Western RPGs Need to Get off the Tabletop: An Essay

Fans of Japanese and Western RPGs have been at each others’ throats for ages.

JRPGs are currently the whipping boy of gaming culture, and admittedly, after Final Fantasy XIII, an unrestrained testimony to genre excess, it’s hard not to see the criticisms. Linearity of gameplay and storyline and a cast of largely predefined characters are the most common targets. Many Western RPG fans claim they can’t even really be categorized as RPGs at all.

But there’s one feature that Japanese RPGs seem to have learned long ago that Western RPGs are still stumbling over: video games are a visual medium, not a textual one. They understand such fundamental elements of visual storytelling as pacing and using the camera to create drama, while such juggernauts as the Fallout series remain evidently stumped by basic cinematography. If JRPGs are the classic Star Wars of the gaming world — melodramatic, flashy, and compelling despite flaws in writing and execution — then far too many Western RPGs are closer to Shakespeare portrayed by a cast of first-year drama students in an empty warehouse.

Most Western role-playing video games ultimately trace their heritage back to Dungeons and Dragons, that venerable monolith of nerd culture. The first entries in the genre were often literal attempts to transcribe the core of the D&D experience to computer. Naturally, since these were text-heavy affairs back in the days of rather sparse graphics, a great deal of imagination was required; fitting, since D&D itself is all about abstract visualization and imagination.

We’re obviously not stuck in the days of mandatory text-based interfaces anymore. You can’t go for a walk without tripping over high-res 3D graphics, bruising your shin on customizable protagonist appearances and then knocking yourself unconscious on fully voice-acted characters.

The tools to tell a good story are well within developers’ grasps. The obstacle is largely one of design mentality, not technical limitations.

Take Fallout: New Vegas. Obsidian really outdid themselves on this post-apocalyptic tale of nation-building on the frontiers of society. The player takes on the role of the Courier, a common messenger boy left for dead after a rival steals his latest delivery. Ultimately, the Courier’s efforts tip the balance of power in the region and lead to the ascendancy of one of three major factions, each with its own pros and cons, while simultaneously touching the lives of many smaller communities in significant ways.
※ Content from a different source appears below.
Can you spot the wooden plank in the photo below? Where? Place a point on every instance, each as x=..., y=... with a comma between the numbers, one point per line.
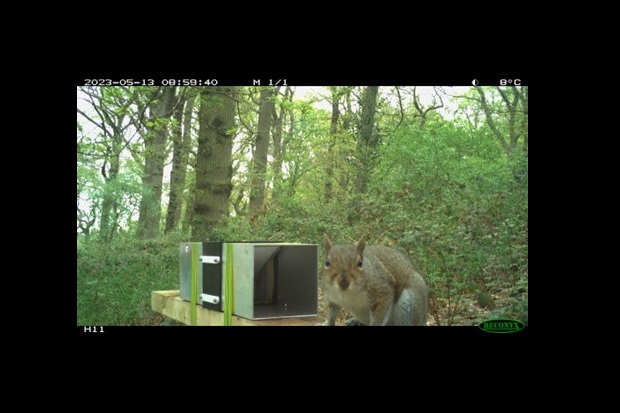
x=170, y=304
But for all its intricacies of plotting and multifaceted characterization, the Mojave Wasteland never becomes a living, breathing place. It’s a desert, sure, but deserts have life — New Vegas’ Mojave is a barren wasteland, seemingly populated solely by vicious predators and dead-eyed humans. This vast expanse’s sheer size and lack of clear direction fragment the story into little bite-sized chunks. And New Vegas‘ insistence on a first-person perspective makes it very difficult to stage a scene. Sure, there’s a third-person mode, but the character model has the typical stiffness of FPS protagonists, making it fairly obvious that it’s not intended to be the prime mode of play.

These aren’t problems unique to New Vegas. Such juggernauts as Dragon Age: Origins shared the stilted camera direction, meandering pacing, and somewhat empty “open-world” setting. Other problems arise as well, such as rather pedestrian combat systems that nonetheless get an enormous amount of play. (It’s probably a good time to ask if traditional RPG-style combat is even necessary anymore.) But there’s a bigger issue than this that relates to the core of the RPG experience: talking head syndrome.

Role-playing games ultimately come down to dialogue and character interaction. Unfortunately, it is here where many western RPGs’ roots in tabletop and text-based gaming are most clearly apparent. With the notable exception of the Mass Effect series, dialogue-heavy plot sequences in such games frequently display minimal understanding of cinematography or how to stage a scene. Far too often, they rely on a huge, clunky menu of possible responses displayed over a close-up of the character being spoken to, with the ubiquitous player-defined and curiously silent protagonist not even in the shot.

Talking head syndrome is problematic because it takes the player out of the world around them during the very dialogue sequences that are supposed to give it life. Real people communicate with more than the words they’re using. Body language, the surrounding area, and tones of voice are all ever-present signs of mode and intention. None of these are convincingly utilized by talking-head scenes of menu after menu of dialogue, uninterrupted by movement or surrounding events. When the entire rest of the world seems to pause so a character can converse directly with the player, the illusion of a dynamic world can’t be maintained.

For all their supposed supremacy over JRPGs in writing, concept, and role-playing possibilities, too many western RPGs fail to make the experience on screen actually match the story being told. They remain trapped in abstract representations, still relying on imagination over representation.

Video games are, as the name implies, a visual and auditory medium. A wholly linear with fantastic plotting but poor visual and auditory integration isn’t a game; it’s a game trying to be a novel. And the real novels are generally better at it.